Saturday, October 24, 2009

Cold Souls

In trying to catch up with current releases, I feel as if I'm on two tracks---one for the mainstream Hollywood movies, and the other for the indie releases. The latter are somewhat harder in that they often play only in arthouses, and stay only for a week or two before the print gets shipped out to the next arthouse.

Very quickly I noticed that the two northern Colorado arthouses---the Lyric Cafe Cinema in Fort Collins and the Kress Lounge in Greeley---tend to trade prints. That is, if a movie is showing at the Lyric, it will often move over to the Kress afterwards, and vice versa. This allowed me to be a little lazier than I would have otherwise been, a year ago, when we only had the Lyric.

Cold Souls had been showing in the Lyric when I got back into town, so of course I waited until it migrated over to the Kress (which I visited two weeks ago and liked very much). Of course I waited until late in the week, until I found out that it had only two days left. I combined this with the trip to the Greeley Mall to see Pandorum to make it a two-fer in Greeley on Wednesday.

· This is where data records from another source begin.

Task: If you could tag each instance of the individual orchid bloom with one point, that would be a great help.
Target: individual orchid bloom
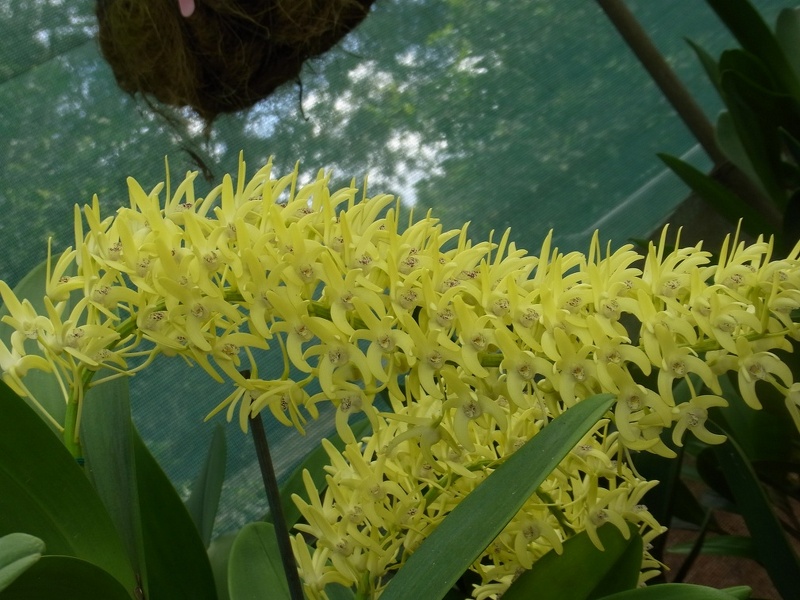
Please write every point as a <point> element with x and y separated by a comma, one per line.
<point>613,351</point>
<point>669,275</point>
<point>672,319</point>
<point>432,349</point>
<point>521,367</point>
<point>316,570</point>
<point>793,403</point>
<point>385,339</point>
<point>575,369</point>
<point>601,507</point>
<point>468,405</point>
<point>475,335</point>
<point>340,291</point>
<point>678,363</point>
<point>753,366</point>
<point>59,283</point>
<point>22,316</point>
<point>739,268</point>
<point>534,530</point>
<point>634,403</point>
<point>15,364</point>
<point>692,416</point>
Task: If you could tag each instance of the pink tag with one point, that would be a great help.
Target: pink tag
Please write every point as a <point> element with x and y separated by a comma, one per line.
<point>187,7</point>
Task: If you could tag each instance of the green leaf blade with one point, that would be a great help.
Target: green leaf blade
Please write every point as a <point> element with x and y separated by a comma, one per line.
<point>773,548</point>
<point>725,202</point>
<point>436,565</point>
<point>255,569</point>
<point>203,500</point>
<point>18,552</point>
<point>65,578</point>
<point>603,572</point>
<point>674,591</point>
<point>46,494</point>
<point>177,562</point>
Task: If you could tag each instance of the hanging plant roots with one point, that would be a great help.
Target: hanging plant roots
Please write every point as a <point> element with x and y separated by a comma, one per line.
<point>227,55</point>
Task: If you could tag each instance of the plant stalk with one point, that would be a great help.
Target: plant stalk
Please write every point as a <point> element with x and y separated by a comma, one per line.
<point>275,507</point>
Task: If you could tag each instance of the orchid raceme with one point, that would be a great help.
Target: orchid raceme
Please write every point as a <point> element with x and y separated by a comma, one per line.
<point>474,348</point>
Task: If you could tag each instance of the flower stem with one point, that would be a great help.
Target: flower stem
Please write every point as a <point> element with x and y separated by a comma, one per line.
<point>275,507</point>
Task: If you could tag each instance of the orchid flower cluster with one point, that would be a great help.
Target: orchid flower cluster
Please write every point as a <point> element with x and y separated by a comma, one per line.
<point>473,348</point>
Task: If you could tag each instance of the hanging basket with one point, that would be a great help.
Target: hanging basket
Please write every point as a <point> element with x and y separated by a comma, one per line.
<point>227,55</point>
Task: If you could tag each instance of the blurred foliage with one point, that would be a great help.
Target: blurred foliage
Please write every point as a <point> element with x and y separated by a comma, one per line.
<point>759,129</point>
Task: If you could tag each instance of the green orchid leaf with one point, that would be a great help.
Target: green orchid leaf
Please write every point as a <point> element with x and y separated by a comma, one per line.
<point>773,548</point>
<point>337,591</point>
<point>203,500</point>
<point>65,578</point>
<point>176,558</point>
<point>683,591</point>
<point>43,386</point>
<point>755,36</point>
<point>47,495</point>
<point>107,443</point>
<point>725,202</point>
<point>721,545</point>
<point>603,572</point>
<point>219,552</point>
<point>314,462</point>
<point>255,569</point>
<point>757,114</point>
<point>787,32</point>
<point>18,552</point>
<point>461,537</point>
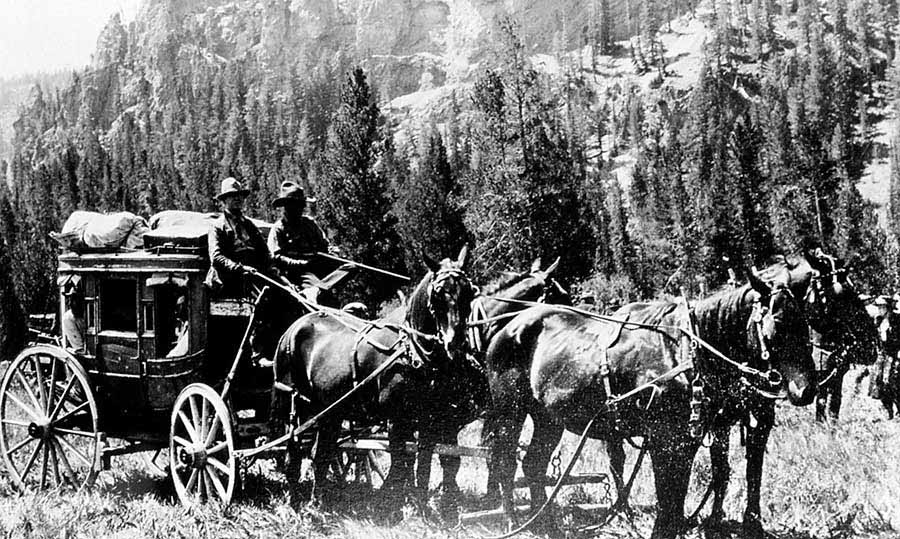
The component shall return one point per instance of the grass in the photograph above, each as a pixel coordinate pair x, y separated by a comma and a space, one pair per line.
821, 481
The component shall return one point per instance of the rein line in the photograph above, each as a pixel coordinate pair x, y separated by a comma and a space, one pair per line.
746, 369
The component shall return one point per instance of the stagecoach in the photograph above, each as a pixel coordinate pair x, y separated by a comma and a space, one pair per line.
160, 370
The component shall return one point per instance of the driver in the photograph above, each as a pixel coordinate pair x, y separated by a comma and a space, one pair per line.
294, 241
236, 246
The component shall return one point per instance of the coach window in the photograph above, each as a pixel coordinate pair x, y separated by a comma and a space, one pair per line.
118, 305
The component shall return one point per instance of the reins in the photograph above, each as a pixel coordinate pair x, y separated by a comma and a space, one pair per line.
770, 376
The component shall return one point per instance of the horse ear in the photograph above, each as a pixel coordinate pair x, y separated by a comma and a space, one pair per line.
463, 255
815, 262
756, 283
430, 263
550, 269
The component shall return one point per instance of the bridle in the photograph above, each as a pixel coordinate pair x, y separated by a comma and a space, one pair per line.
436, 286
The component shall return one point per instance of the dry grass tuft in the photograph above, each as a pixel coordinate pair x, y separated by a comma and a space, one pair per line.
821, 482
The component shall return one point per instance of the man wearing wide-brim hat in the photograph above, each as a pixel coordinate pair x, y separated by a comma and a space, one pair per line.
236, 246
296, 238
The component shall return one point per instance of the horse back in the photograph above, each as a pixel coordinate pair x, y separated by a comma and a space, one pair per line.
327, 358
556, 357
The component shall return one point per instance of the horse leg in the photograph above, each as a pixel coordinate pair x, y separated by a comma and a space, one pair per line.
293, 474
721, 473
400, 473
757, 437
323, 455
502, 430
821, 402
544, 440
615, 450
424, 457
672, 473
836, 389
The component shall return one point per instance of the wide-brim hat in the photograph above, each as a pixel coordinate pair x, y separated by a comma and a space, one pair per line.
291, 193
231, 187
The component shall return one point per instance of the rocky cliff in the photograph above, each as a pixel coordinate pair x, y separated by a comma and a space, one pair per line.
405, 43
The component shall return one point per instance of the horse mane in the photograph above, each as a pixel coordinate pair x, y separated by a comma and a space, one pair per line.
722, 321
417, 313
504, 282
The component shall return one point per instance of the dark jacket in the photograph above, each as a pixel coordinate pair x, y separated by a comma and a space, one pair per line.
294, 245
234, 242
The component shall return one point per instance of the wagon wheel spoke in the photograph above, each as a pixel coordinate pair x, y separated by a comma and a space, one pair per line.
213, 431
42, 390
181, 441
375, 466
44, 459
80, 408
54, 459
62, 398
24, 407
74, 450
19, 445
188, 426
216, 463
192, 481
32, 459
204, 417
73, 432
216, 448
24, 383
52, 383
68, 472
217, 485
195, 418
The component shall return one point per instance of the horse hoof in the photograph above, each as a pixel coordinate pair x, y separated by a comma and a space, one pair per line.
752, 528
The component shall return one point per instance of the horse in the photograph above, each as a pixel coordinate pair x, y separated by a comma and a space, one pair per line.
838, 326
490, 311
884, 384
325, 355
562, 369
841, 330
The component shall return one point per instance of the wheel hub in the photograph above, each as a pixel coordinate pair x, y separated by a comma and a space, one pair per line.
194, 457
39, 429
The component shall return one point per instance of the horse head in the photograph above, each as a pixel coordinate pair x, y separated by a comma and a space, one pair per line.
836, 314
442, 302
779, 333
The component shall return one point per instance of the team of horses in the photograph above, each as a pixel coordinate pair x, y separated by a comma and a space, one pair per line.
670, 372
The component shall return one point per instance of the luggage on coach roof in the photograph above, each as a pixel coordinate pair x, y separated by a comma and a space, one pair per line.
178, 228
92, 230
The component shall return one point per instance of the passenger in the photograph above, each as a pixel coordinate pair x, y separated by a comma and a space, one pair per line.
181, 346
236, 246
294, 241
73, 323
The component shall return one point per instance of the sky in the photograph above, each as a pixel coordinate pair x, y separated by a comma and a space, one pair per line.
47, 35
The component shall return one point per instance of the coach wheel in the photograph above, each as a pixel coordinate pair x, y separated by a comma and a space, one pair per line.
201, 447
48, 421
157, 461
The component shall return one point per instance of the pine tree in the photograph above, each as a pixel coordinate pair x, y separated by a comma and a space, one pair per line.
354, 197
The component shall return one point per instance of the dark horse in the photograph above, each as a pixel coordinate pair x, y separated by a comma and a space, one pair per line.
486, 319
841, 330
324, 355
550, 362
837, 319
838, 322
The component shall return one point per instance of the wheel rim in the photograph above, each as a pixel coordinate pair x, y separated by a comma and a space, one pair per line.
201, 447
157, 461
48, 422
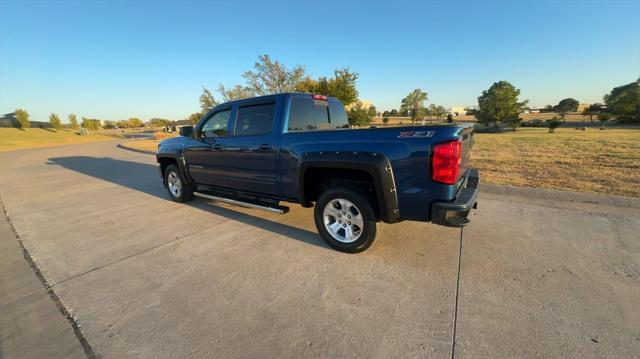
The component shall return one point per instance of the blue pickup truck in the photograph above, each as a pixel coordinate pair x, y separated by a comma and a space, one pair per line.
298, 148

Cold Souls turns out to be a fun movie with an original concept that kept my interest throughout. I recommend it for everyone.

It stars Paul Giamatti as a fictionalized version of himself. At beginning of the story, he is struggling through a rehearsal as the title character in an off-Broadway production of Uncle Vanya by Chekhov.

The Russian aspect here is important. Much of the movie actually takes place in, and was shot in, St. Petersburg. It's almost as if this is an absurdist and self-aware adaptation of Chekhov, using the play as a starting place for telling a modern science fiction story that attempts to convey the sentiment of 19th Century Russia.

And indeed it is absurd. Paul, weighed down by his soul, discovers that there is a business in Manhattan that will extract one's soul and store it in a secure vault. Moreover, one can "rent" souls, having them temporarily installed inside your body. It turns out many of these rented souls are from a black market that goes back to Russia. Russian souls, it seems, are in demand.

My favorite line of the movie is when one of the Russian black marketeers suggests selling American souls to Russians. "Who would want an American soul?" I burst out laughing in the theater.

Underneath all this absurdity is fairly standard structure that makes the movie work in an emotional sense. To wit, the tension of the narrative arises in part from the fact that Paul keeps all this soul-exhanging a secret from his wife. This leads to a husband-wife breach. To heal the breach, and resolve the narrative, Paul must come clean with wife and reconnect with her.

But you wouldn't even notice this unless you're a Classicist like me, looking for such things. Movies like this work well when the absurd comedy is on the surface, and such themes are woven in seemlessly so that they seem just a natural part of the story.